In some situations, it is said that the claimant or plaintiff has given his or her consent to an act of battery, and so the claimant cannot then turn around and sue the defendant for civil battery. The most typical example of consent occurs in sports. A tackle or even an intentional foul in a particular sport may be seen as an expected part of the game, and not as an act of battery. Similarly, in authorized surgical and other medical procedures, consent will exist between the patient and the doctor, and a battery allegation will not stand as long as the contact occurred in the normal course of medical treatment.
A police officer has the legal privilege to use the threat of force, or use actual force if necessary and reasonable under the circumstances, in order to carry out a lawful arrest. Even when an arrestee suffers injury during the course of an arrest or struggle with a police officer, as long as the officer is attempting to make a lawful arrest and is using no more force than is reasonable given the circumstances, the arrestee will likely not have a valid battery claim against the arresting officer.
If faced with a threat of imminent harm to him or herself or to other people, a person has the legal right (again, the "privilege" in the parlance of this article) to use reasonable force against the person who represents the threat. Whatever force that is used must be reasonable in light of the circumstances and in light of the threat. So, if someone threatens to "punch your lights out," even if they're standing right in front of you and shaking their fist in your face, you almost certainly don't have the legal right to pull out a gun and shoot them dead. That's not a reasonable use of force under the circumstances, no matter how certain you might have been that you were about to get punched.

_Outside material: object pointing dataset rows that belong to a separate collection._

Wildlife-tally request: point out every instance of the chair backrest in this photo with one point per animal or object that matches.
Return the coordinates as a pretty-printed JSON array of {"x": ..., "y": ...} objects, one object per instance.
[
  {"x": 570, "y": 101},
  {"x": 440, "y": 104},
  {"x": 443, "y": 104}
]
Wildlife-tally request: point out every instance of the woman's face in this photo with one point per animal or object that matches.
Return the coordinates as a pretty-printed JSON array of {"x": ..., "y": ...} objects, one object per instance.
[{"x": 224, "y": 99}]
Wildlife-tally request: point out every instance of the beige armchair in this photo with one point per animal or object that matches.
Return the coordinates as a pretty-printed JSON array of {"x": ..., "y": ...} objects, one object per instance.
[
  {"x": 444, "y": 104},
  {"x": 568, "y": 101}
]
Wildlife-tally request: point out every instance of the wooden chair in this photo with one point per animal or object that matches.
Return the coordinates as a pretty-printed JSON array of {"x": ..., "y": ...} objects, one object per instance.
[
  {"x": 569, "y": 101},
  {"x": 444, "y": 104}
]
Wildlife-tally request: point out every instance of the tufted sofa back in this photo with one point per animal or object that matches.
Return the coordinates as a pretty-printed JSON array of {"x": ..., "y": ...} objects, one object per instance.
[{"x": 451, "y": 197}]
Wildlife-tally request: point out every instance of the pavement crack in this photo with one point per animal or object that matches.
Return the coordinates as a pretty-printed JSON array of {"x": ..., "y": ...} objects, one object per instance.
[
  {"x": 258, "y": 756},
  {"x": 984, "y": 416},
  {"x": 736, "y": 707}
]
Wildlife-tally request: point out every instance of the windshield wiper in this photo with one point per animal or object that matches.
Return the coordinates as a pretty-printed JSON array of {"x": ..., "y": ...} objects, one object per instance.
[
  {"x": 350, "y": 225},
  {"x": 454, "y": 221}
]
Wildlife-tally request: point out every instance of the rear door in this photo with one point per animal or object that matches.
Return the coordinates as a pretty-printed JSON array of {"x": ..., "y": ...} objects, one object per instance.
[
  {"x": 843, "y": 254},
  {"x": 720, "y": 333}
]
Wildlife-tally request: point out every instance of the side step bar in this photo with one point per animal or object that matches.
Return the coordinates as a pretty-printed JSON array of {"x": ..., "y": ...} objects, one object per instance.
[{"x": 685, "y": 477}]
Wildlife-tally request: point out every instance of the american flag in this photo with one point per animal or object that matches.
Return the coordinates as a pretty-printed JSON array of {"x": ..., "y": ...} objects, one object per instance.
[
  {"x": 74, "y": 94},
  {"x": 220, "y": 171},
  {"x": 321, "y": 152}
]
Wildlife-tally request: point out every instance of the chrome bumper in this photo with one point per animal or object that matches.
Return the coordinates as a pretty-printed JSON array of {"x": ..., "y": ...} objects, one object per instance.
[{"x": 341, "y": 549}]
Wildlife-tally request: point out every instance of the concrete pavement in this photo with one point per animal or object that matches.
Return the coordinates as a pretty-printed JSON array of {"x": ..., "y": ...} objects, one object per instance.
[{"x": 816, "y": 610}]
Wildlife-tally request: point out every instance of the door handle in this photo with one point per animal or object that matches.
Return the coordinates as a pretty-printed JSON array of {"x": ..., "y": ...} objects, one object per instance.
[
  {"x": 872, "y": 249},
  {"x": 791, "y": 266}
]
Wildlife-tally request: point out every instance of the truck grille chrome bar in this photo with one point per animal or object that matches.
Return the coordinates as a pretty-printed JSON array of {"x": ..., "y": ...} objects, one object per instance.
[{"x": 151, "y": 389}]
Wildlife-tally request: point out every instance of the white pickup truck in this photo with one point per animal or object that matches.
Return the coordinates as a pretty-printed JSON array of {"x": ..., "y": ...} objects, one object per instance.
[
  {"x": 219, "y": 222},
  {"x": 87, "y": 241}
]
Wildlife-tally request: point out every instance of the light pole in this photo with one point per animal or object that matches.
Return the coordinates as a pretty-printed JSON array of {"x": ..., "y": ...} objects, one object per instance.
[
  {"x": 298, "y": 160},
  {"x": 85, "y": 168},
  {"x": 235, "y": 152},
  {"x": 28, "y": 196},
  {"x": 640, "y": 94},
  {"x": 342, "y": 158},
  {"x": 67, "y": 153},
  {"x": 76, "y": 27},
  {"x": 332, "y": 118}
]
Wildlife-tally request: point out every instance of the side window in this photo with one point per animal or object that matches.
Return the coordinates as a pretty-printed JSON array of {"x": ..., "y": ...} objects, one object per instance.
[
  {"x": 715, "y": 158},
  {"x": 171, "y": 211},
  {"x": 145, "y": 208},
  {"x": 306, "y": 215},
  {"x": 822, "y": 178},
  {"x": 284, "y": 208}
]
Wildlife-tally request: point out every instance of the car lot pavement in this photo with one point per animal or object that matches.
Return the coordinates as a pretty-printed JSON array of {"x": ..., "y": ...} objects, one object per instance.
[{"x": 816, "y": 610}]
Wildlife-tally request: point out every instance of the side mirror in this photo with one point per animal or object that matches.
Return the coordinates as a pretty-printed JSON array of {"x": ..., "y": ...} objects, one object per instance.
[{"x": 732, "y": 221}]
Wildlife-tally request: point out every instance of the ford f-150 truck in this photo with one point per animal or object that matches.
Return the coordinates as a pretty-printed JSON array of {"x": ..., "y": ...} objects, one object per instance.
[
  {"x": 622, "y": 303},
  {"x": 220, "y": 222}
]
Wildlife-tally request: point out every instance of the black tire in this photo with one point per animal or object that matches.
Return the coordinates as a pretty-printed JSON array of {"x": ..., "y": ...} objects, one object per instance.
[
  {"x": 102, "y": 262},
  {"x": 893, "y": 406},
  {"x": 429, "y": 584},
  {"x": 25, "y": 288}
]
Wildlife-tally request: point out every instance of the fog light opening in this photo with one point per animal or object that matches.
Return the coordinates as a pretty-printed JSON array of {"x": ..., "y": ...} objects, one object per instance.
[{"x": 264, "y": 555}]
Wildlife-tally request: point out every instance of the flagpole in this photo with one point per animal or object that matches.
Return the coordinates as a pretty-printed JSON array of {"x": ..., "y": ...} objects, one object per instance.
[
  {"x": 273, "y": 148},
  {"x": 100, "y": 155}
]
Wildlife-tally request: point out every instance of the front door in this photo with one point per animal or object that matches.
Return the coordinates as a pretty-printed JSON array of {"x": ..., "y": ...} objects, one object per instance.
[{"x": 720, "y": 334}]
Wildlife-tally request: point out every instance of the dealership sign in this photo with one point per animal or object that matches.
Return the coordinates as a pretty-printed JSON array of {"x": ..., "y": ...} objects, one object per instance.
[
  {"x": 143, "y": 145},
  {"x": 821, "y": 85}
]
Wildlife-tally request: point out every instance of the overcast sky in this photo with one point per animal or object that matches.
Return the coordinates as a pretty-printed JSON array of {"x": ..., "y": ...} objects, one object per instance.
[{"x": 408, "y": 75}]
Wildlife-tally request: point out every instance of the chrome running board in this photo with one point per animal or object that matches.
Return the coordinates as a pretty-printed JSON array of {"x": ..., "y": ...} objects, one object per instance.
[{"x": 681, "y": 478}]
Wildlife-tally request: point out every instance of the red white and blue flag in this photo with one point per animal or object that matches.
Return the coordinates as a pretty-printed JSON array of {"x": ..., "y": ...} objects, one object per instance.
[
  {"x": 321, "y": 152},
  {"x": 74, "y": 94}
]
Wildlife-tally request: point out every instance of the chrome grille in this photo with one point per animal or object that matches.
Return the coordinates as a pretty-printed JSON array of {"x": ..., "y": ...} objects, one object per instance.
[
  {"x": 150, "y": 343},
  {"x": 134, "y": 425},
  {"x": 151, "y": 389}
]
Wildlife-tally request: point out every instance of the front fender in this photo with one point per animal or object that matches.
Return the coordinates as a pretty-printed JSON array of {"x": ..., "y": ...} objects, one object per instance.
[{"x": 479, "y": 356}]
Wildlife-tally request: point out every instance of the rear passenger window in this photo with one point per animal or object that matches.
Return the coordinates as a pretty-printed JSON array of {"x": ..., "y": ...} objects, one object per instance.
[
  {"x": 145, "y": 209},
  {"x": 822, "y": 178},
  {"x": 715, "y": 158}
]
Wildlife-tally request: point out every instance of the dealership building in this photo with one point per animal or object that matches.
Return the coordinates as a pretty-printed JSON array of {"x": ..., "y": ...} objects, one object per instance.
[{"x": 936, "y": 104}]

On the other hand, a number of states have passed controversial so-called "stand your ground" laws, which don't require you to retreat in the face of a credible threat of harm, and in some cases you may be entitled to use deadly force in response to a reasonable threat.
Some individuals and employees of businesses may be legally privileged to use force or physical restraint to discipline others. Parents are usually legally privileged to use reasonable physical restraint upon their child. Teachers may also have a similar privilege to use reasonable restraint on students. The staff at a mental health institution may have the same privilege over a patient. So, in these cases, a civil battery claim likely wouldn't be viable.
Most jurisdictions permit property owners to use a reasonable threat or reasonable force in order to defend their own property from vandalism or theft. However, there are limitations to this privilege, and a disproportionate use of force will not insulate you from a civil battery claim in most jurisdictions. In some states, there is a clear difference between the amount and nature of force you can use to defend your property when the trespasser is in your home versus when he or she has left your property. Of course, it's not always clear what kind of threat a trespasser poses: if someone is in your home, do they intend to steal your television, or harm you personally? So, again, this is where the "stand your ground" laws mentioned above might come into play.
In a number of states, store owners and other businesspersons ("merchants") have the right to use a reasonable amount of force to detain a shoplifter or any other person who the merchant reasonably believes is making an attempt to damage or steal store merchandise or other property. These situations can get dicey pretty quickly. So, in some cases, a privilege defense may be valid if a customer accuses a store owner or employee of battery. But in other cases, an inappropriate or unreasonably harsh response to a potential shoplifter can give rise to civil lawsuit for assault, battery, or false imprisonment.